By using this convention, the entity manager will be available to us as a parameter on the service's constructor:

<?php

// src/AppBundle/Service/RedditScraper.php

namespace AppBundle\Service;

use Doctrine\ORM\EntityManagerInterface;

class RedditScraper
{
    /**
     * @var EntityManagerInterface
     */
    private $em;

    public function __construct(EntityManagerInterface $em)
    {
        $this->em = $em;
    }
}

Literally any configured service inside your application's container is available to be injected in this way. This includes reddit_scraper.
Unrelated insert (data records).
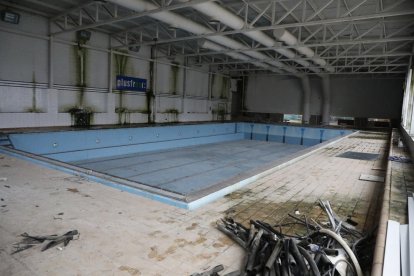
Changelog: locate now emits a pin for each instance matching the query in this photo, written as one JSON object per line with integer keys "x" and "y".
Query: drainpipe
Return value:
{"x": 305, "y": 99}
{"x": 326, "y": 104}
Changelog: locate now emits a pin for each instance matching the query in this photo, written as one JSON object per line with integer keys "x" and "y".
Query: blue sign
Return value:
{"x": 131, "y": 84}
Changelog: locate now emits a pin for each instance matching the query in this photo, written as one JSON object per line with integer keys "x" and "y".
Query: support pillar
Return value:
{"x": 305, "y": 99}
{"x": 326, "y": 97}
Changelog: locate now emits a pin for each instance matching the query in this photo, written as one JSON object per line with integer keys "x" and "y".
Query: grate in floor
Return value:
{"x": 359, "y": 155}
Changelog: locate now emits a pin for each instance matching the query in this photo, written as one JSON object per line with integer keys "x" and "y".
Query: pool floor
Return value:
{"x": 188, "y": 170}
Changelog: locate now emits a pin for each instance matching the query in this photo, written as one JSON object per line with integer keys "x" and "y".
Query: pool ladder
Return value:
{"x": 5, "y": 141}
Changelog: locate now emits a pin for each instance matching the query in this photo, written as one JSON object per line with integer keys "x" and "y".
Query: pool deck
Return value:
{"x": 125, "y": 234}
{"x": 191, "y": 169}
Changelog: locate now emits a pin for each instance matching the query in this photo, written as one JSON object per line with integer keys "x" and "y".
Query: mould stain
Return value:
{"x": 130, "y": 270}
{"x": 192, "y": 227}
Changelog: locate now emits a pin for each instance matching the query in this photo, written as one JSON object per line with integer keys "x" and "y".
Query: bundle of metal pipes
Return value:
{"x": 320, "y": 251}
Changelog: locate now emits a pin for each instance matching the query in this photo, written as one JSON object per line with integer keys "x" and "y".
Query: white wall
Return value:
{"x": 354, "y": 96}
{"x": 27, "y": 100}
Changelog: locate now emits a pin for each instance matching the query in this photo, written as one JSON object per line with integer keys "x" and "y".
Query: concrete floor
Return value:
{"x": 124, "y": 234}
{"x": 188, "y": 170}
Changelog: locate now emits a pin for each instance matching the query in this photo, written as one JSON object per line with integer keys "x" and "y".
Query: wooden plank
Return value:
{"x": 405, "y": 254}
{"x": 411, "y": 233}
{"x": 392, "y": 250}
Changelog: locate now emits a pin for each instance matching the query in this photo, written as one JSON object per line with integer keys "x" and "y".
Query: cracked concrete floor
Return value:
{"x": 124, "y": 234}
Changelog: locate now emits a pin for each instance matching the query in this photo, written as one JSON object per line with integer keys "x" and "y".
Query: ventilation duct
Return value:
{"x": 178, "y": 21}
{"x": 217, "y": 12}
{"x": 291, "y": 40}
{"x": 215, "y": 47}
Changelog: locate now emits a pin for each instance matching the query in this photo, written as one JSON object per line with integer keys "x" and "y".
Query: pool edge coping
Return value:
{"x": 160, "y": 195}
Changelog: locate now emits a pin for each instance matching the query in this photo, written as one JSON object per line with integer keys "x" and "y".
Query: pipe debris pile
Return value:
{"x": 29, "y": 241}
{"x": 320, "y": 251}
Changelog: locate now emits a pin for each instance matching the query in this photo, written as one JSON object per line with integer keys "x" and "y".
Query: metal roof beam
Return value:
{"x": 339, "y": 42}
{"x": 359, "y": 18}
{"x": 133, "y": 16}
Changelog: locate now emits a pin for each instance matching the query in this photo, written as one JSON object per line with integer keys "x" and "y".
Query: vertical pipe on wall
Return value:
{"x": 305, "y": 99}
{"x": 111, "y": 60}
{"x": 326, "y": 99}
{"x": 50, "y": 56}
{"x": 184, "y": 83}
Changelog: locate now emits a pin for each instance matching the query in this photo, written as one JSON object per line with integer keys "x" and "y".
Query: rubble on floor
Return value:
{"x": 270, "y": 251}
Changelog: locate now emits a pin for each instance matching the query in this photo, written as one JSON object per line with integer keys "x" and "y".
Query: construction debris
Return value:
{"x": 31, "y": 241}
{"x": 320, "y": 251}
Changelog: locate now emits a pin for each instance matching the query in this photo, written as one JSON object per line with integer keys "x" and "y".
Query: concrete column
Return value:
{"x": 305, "y": 99}
{"x": 326, "y": 97}
{"x": 51, "y": 53}
{"x": 52, "y": 102}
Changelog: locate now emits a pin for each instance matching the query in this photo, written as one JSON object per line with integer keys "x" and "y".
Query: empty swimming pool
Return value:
{"x": 184, "y": 165}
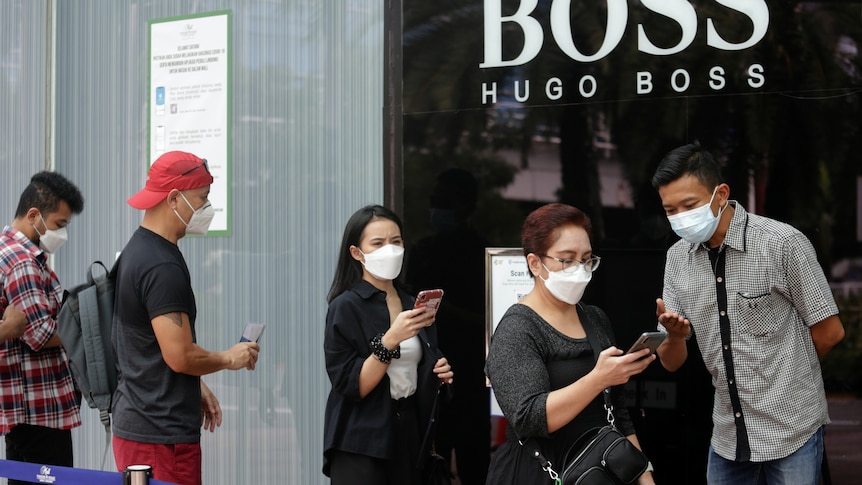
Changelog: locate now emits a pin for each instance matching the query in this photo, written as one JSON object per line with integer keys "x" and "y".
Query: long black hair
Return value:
{"x": 349, "y": 271}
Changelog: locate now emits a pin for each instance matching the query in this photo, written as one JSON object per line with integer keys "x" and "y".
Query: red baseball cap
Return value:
{"x": 173, "y": 170}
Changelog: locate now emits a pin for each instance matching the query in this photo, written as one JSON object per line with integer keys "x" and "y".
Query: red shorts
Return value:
{"x": 178, "y": 463}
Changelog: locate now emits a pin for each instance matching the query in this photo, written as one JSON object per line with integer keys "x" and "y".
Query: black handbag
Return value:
{"x": 601, "y": 456}
{"x": 435, "y": 468}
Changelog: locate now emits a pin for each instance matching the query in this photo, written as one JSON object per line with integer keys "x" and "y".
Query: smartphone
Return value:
{"x": 648, "y": 340}
{"x": 252, "y": 332}
{"x": 429, "y": 299}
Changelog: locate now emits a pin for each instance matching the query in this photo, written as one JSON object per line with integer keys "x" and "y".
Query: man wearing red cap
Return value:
{"x": 161, "y": 402}
{"x": 38, "y": 402}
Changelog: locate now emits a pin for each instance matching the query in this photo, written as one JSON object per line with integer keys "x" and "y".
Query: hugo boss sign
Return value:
{"x": 672, "y": 48}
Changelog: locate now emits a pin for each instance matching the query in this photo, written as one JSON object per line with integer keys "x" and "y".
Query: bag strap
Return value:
{"x": 606, "y": 395}
{"x": 431, "y": 428}
{"x": 597, "y": 349}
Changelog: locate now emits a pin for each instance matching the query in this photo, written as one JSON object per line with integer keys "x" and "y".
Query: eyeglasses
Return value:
{"x": 570, "y": 265}
{"x": 203, "y": 164}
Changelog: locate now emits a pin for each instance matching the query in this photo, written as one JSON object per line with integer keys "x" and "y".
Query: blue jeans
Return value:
{"x": 802, "y": 467}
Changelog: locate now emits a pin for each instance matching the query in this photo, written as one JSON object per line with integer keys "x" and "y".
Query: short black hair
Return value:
{"x": 691, "y": 159}
{"x": 46, "y": 190}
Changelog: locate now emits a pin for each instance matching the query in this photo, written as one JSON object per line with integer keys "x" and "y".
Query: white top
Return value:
{"x": 402, "y": 371}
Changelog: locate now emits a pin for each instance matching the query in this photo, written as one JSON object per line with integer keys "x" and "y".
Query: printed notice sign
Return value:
{"x": 189, "y": 97}
{"x": 507, "y": 280}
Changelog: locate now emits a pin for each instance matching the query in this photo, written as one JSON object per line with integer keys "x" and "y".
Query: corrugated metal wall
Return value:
{"x": 307, "y": 95}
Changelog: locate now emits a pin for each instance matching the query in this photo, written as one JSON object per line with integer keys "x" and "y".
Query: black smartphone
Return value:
{"x": 648, "y": 340}
{"x": 252, "y": 332}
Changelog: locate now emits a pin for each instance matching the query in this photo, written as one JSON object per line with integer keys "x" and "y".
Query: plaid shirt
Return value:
{"x": 764, "y": 293}
{"x": 36, "y": 386}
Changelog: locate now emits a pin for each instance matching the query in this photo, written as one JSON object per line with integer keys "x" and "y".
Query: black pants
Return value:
{"x": 37, "y": 444}
{"x": 400, "y": 469}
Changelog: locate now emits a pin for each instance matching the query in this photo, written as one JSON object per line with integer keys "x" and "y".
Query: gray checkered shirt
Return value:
{"x": 775, "y": 290}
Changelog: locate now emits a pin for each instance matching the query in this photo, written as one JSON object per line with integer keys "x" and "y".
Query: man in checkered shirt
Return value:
{"x": 38, "y": 402}
{"x": 752, "y": 292}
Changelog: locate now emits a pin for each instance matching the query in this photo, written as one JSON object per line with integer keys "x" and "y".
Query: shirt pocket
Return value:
{"x": 756, "y": 315}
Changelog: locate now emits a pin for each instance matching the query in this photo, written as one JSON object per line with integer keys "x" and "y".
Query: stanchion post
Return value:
{"x": 137, "y": 475}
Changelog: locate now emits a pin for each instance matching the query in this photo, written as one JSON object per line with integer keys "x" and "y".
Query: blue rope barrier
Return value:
{"x": 61, "y": 475}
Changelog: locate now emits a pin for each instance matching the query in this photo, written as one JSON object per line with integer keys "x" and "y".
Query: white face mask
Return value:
{"x": 200, "y": 220}
{"x": 52, "y": 239}
{"x": 567, "y": 287}
{"x": 697, "y": 225}
{"x": 384, "y": 263}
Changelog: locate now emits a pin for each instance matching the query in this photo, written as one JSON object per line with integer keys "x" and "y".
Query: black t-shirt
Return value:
{"x": 152, "y": 404}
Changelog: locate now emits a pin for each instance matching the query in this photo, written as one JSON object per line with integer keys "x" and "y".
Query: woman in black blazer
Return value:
{"x": 382, "y": 360}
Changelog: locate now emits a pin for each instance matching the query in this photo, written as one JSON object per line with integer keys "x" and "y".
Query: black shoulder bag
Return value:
{"x": 601, "y": 456}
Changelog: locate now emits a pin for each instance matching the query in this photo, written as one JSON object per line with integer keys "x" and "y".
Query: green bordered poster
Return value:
{"x": 189, "y": 97}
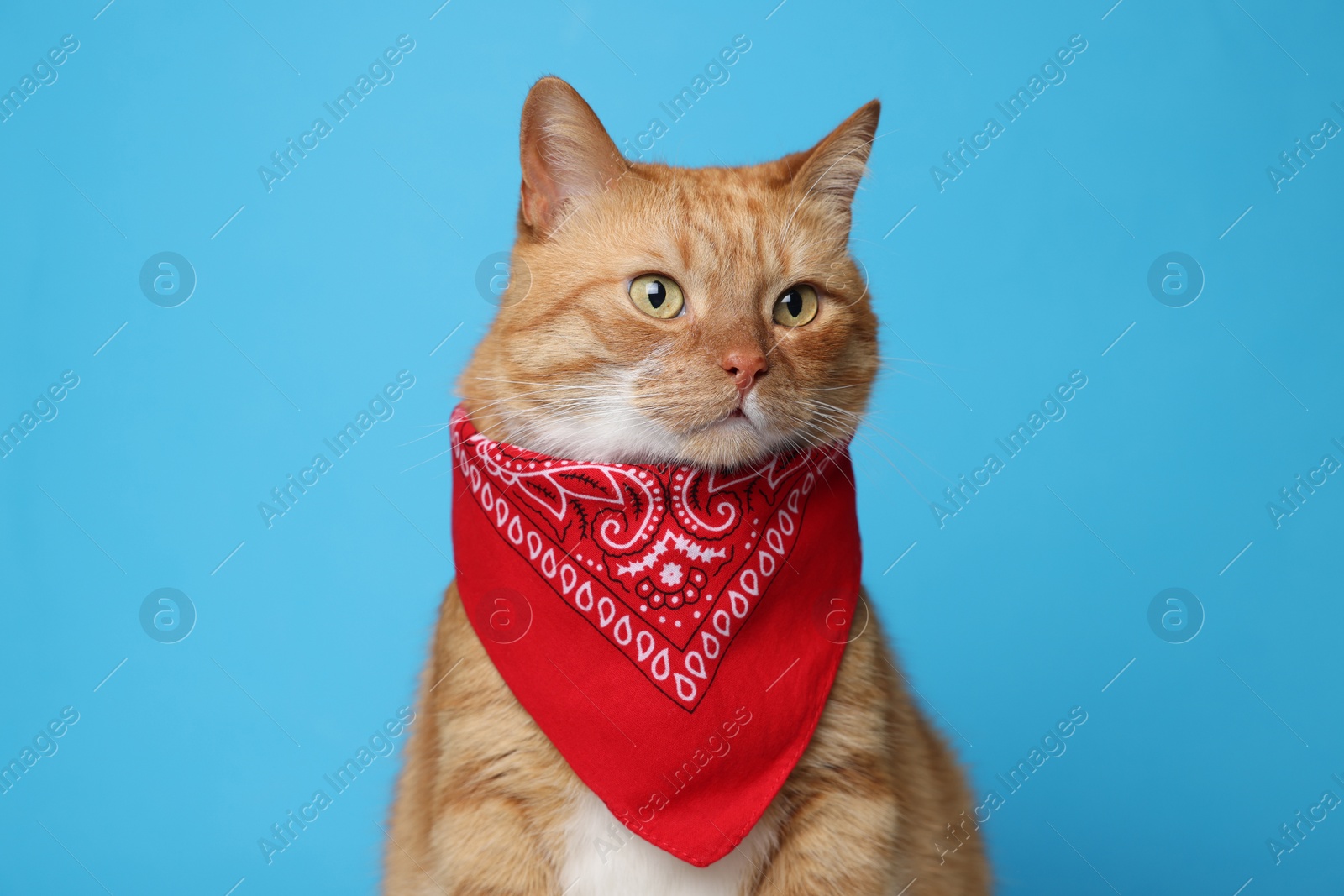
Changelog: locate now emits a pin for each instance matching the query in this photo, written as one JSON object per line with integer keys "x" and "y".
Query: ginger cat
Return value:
{"x": 575, "y": 365}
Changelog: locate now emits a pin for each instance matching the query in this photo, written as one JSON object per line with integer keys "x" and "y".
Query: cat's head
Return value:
{"x": 703, "y": 316}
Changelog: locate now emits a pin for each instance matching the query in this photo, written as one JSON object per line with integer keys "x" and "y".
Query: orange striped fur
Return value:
{"x": 570, "y": 367}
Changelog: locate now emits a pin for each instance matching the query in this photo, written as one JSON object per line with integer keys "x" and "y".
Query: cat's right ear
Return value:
{"x": 566, "y": 155}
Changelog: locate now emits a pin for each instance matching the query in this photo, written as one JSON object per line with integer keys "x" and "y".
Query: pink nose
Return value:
{"x": 745, "y": 367}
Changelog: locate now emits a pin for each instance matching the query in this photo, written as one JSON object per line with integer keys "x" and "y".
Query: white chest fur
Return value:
{"x": 605, "y": 859}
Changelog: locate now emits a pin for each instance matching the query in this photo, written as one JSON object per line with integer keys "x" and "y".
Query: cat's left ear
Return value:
{"x": 833, "y": 168}
{"x": 566, "y": 155}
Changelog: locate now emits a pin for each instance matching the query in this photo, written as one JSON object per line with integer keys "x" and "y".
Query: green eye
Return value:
{"x": 796, "y": 307}
{"x": 658, "y": 296}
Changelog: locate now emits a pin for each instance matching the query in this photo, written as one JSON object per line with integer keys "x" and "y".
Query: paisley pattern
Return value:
{"x": 665, "y": 562}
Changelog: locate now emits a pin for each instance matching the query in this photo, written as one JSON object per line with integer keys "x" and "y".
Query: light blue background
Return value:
{"x": 360, "y": 264}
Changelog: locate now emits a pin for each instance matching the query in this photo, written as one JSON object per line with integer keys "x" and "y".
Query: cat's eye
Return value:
{"x": 656, "y": 296}
{"x": 796, "y": 307}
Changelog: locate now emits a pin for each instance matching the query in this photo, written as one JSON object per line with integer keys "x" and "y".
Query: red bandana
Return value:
{"x": 675, "y": 631}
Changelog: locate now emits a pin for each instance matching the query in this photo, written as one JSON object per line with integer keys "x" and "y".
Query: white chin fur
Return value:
{"x": 612, "y": 430}
{"x": 605, "y": 859}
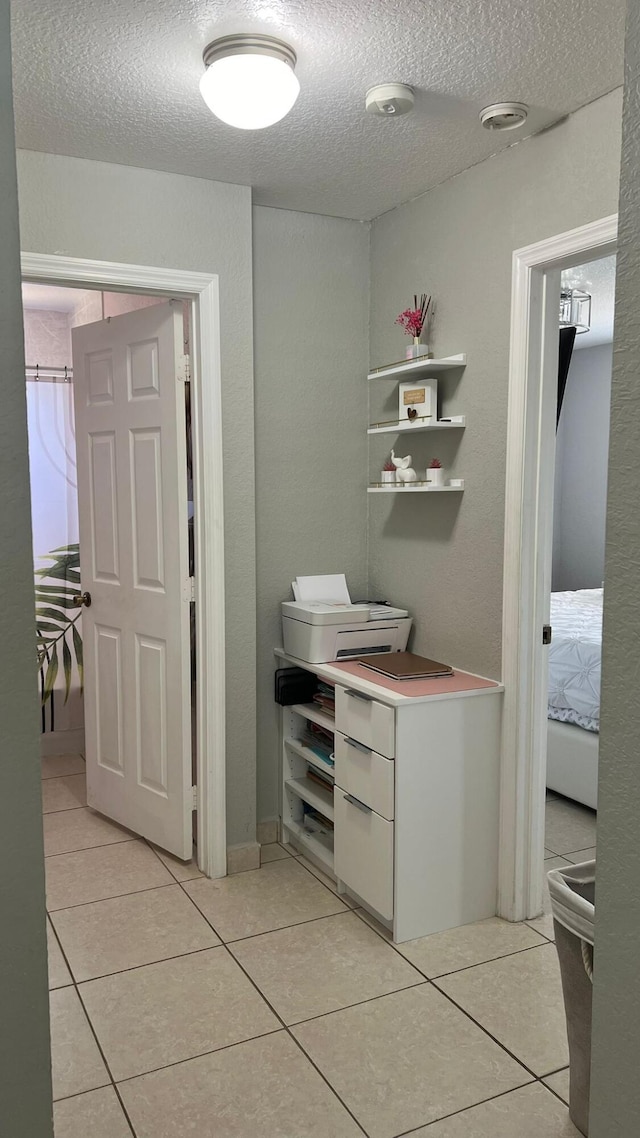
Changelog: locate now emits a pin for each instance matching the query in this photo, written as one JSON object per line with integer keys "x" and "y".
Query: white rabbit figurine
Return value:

We declare a new service, and could then create another new service, and inject reddit_scraper into that service:

# app/config/services.yml

services:
    reddit_scraper:
        class: AppBundle\Service\RedditScraper
        arguments:
            - "@doctrine.orm.default_entity_manager"

    some_other_service:
        class: DifferentBundle\Service\AnotherService
        arguments:
            - "@reddit_scraper"

Pretty cool.

Notice though, we talked earlier about using Guzzle for making requests to the Reddit API. Yet, we are not injecting Guzzle. This is something we will correct soon, but for now, we will create a new instance of a Guzzle Client in the service as needed.

To work with Guzzle we need to define it as a requirement of our project. We do this using composer, which in turn will update the composer.json and composer.lock files. Again, if this is new to you, please do watch the previous series where this is discussed in more depth.

composer require guzzlehttp/guzzle

This will download Guzzle for us, storing the files in your vendor directory.

Once Guzzle is in your project, you can start using it. To do this, we need an instance of the Guzzle Client:

// src/AppBundle/Service/RedditScraper.php

    public function scrape()
    {
        $client = new \GuzzleHttp\Client();

        $response = $client->request('GET', 'https://api.reddit.com/r/php.json');

        $data = json_decode($response->getBody()->getContents(), true);

        return $data;
    }

At this stage, we should now be getting back the first page of results from Reddit's /r/php subreddit, stored as an associative array (or just an array, to you and me) of data.

In the next video we will start looping through this data to create our RedditPost and RedditAuthor entities, and define relationships based on this information.